This set of scripts and Terraform definitions will help you to seamlessly build up your own infrastructure on AWS, run preprocessing of your subjects, and turn off the infrastructure.
First, you need to install and configurate the AWS CLI: https://docs.aws.amazon.com/cli/latest/userguide/installing.html
And authenticate with your access and secret key: https://docs.aws.amazon.com/cli/latest/userguide/cli-chap-getting-started.html
Now, you need to install Terraform: https://www.terraform.io/intro/getting-started/install.html
You are ready to start preprocessing!
In order to preprocess your neuroimages on AWS, the data must be on a S3 bucket, along with the data config and pipeline config YAML file.
The AWS user that you use to configure AWS CLI must have access to the S3 bucket.
Please check your current limits of running instances on AWS: https://console.aws.amazon.com/ec2/v2/home#Limits: You can open a support ticket on AWS to raise these limits.
To build the infrastructure, you must run:
./generate_infra.sh my-project-cool-name --max_cpu 16
max_cpu
indicates the maximum of vCPUs will be available to execute the jobs.

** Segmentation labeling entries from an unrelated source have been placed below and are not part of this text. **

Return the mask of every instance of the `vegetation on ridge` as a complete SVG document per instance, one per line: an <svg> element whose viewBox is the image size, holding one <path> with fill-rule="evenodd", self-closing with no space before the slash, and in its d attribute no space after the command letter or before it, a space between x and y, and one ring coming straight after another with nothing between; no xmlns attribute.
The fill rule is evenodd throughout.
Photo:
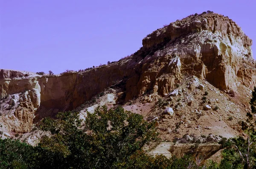
<svg viewBox="0 0 256 169"><path fill-rule="evenodd" d="M18 140L0 140L0 168L61 169L254 169L256 168L256 88L251 112L242 123L247 137L227 139L219 164L185 155L168 159L147 155L143 147L157 138L155 123L122 107L98 107L85 121L78 113L60 113L57 120L47 118L41 129L50 132L38 146Z"/></svg>

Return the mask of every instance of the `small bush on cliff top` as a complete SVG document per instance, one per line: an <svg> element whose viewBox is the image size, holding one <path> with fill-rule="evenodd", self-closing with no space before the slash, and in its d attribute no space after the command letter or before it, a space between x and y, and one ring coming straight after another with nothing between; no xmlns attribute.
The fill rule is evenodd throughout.
<svg viewBox="0 0 256 169"><path fill-rule="evenodd" d="M44 72L36 72L35 73L36 74L39 74L39 75L44 75L45 74Z"/></svg>

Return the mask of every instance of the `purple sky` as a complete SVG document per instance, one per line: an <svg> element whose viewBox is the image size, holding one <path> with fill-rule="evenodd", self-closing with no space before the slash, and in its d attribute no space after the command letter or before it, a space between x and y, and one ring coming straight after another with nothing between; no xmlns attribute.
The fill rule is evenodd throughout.
<svg viewBox="0 0 256 169"><path fill-rule="evenodd" d="M163 25L208 10L256 41L256 2L236 1L0 0L0 69L57 74L118 60Z"/></svg>

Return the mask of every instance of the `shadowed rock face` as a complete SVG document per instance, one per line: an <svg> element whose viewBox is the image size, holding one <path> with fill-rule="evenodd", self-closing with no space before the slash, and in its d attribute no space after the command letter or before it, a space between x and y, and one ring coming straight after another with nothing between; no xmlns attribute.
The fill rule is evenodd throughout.
<svg viewBox="0 0 256 169"><path fill-rule="evenodd" d="M72 109L118 83L124 84L126 101L151 91L145 102L168 95L188 75L206 79L226 92L236 91L241 84L249 88L256 85L252 40L222 15L188 17L154 32L143 44L130 57L80 72L41 76L1 70L0 97L30 91L36 117ZM22 123L30 126L32 122Z"/></svg>

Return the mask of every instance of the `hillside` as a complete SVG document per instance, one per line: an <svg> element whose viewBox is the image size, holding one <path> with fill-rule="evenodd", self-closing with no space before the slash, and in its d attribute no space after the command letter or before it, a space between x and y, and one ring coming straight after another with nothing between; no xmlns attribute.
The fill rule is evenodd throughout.
<svg viewBox="0 0 256 169"><path fill-rule="evenodd" d="M187 134L202 141L201 136L210 134L244 134L241 123L250 111L256 61L252 41L238 25L212 12L192 15L142 43L129 57L79 72L0 70L2 137L23 134L20 139L31 143L41 134L30 132L43 118L73 110L84 118L87 110L104 105L157 120L163 140Z"/></svg>

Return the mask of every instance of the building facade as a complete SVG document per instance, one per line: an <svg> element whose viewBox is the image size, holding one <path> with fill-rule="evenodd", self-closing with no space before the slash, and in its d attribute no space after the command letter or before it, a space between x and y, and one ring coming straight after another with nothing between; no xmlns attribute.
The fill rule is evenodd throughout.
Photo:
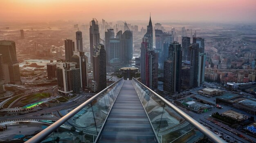
<svg viewBox="0 0 256 143"><path fill-rule="evenodd" d="M79 91L81 88L80 70L76 63L57 62L58 91L63 95Z"/></svg>
<svg viewBox="0 0 256 143"><path fill-rule="evenodd" d="M94 20L94 18L90 22L90 56L91 64L92 63L92 57L93 56L93 46L98 46L99 44L99 25L97 20Z"/></svg>
<svg viewBox="0 0 256 143"><path fill-rule="evenodd" d="M93 80L97 83L97 89L99 92L107 87L106 52L103 45L99 44L94 47L92 57Z"/></svg>
<svg viewBox="0 0 256 143"><path fill-rule="evenodd" d="M20 67L17 60L15 42L13 41L0 41L0 54L2 55L5 83L20 84Z"/></svg>
<svg viewBox="0 0 256 143"><path fill-rule="evenodd" d="M182 51L178 43L174 42L169 47L168 59L164 65L164 90L173 94L180 93L181 88Z"/></svg>
<svg viewBox="0 0 256 143"><path fill-rule="evenodd" d="M80 31L76 32L76 50L83 52L83 35Z"/></svg>
<svg viewBox="0 0 256 143"><path fill-rule="evenodd" d="M66 61L71 62L73 52L75 50L75 42L72 40L66 39L65 41L65 59Z"/></svg>

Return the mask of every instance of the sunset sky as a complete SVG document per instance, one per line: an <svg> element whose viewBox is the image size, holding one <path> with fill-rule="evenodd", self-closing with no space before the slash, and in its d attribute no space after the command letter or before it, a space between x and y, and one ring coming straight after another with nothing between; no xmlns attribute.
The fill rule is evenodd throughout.
<svg viewBox="0 0 256 143"><path fill-rule="evenodd" d="M0 0L0 22L256 22L256 0Z"/></svg>

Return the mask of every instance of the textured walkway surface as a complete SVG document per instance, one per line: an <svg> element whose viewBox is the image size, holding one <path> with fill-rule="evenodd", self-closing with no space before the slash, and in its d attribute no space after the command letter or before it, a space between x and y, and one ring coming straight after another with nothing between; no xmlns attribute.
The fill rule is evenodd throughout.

Having the limit of 20 cpus, and executing 14 jobs that use 4 cpus each, only 5 jobs are executed concurrently and the
other 9 jobs get queued.
Other options are:
-
--aws_region
: to specity to which AWS region to create the resources. -
--public_key_path
: to specify the public SSH key to use in the Batch instances. By default, it uses~/.ssh/id_rsa.pub
.
The command will show which AWS resources are going to be created. You need to confirm it with an "yes".
After some time, your infrastructure will be ready to run your first job.
To start your preprocessing task, you may run the following command, replacing --pipeline_file
and --data_config_file
to the config files in your bucket, and --output_dir
with the bucket path for outputting derivatives from the pipeline.
You can also point to a S3 BIDS directory to use as input data, instead of provifing a data config YAML file.
The pipeline YAML file is optional, using the default pipeline when it is not provided.
./process_subjects.sh \
my-project-cool-name \
s3://fcp-indi/data/Projects/ABIDE/RawDataBIDS/NYU/ \ # BIDS directory
--n_cpus 4 \
--mem_gb 8 \
--output_dir s3://cnl-cpac-batch/output -- 0051159
./process_subjects.sh \
my-project-cool-name \
--pipeline_file s3://my-bucket/pipeline_config.yaml \
--data_config_file s3://my-data-bucket/data_config.yaml \
--output_dir s3://my-output-bucket/cpac_output -- 0000001 0000002 0000003 0000004
After the double dashes, a list of subject IDs must be provided.
Other options are:
-
--n_cpus
: to specity the number of CPUs to allocate for each job. -
--mem_gb
: to specify the amount of memory used for each job.
It will schedule a job for each subject, so AWS Batch manager will parallelise all subjects pipelines.
The output will be uploaded to the informed bucket.
After your analysis finishes, and you do not need the infrastructure anymore, you can safely destroy it.
./destroy_infra.sh \
my-project-cool-name
It will ask for a confirmation, with an "yes".
It will not delete your buckets or the data within it.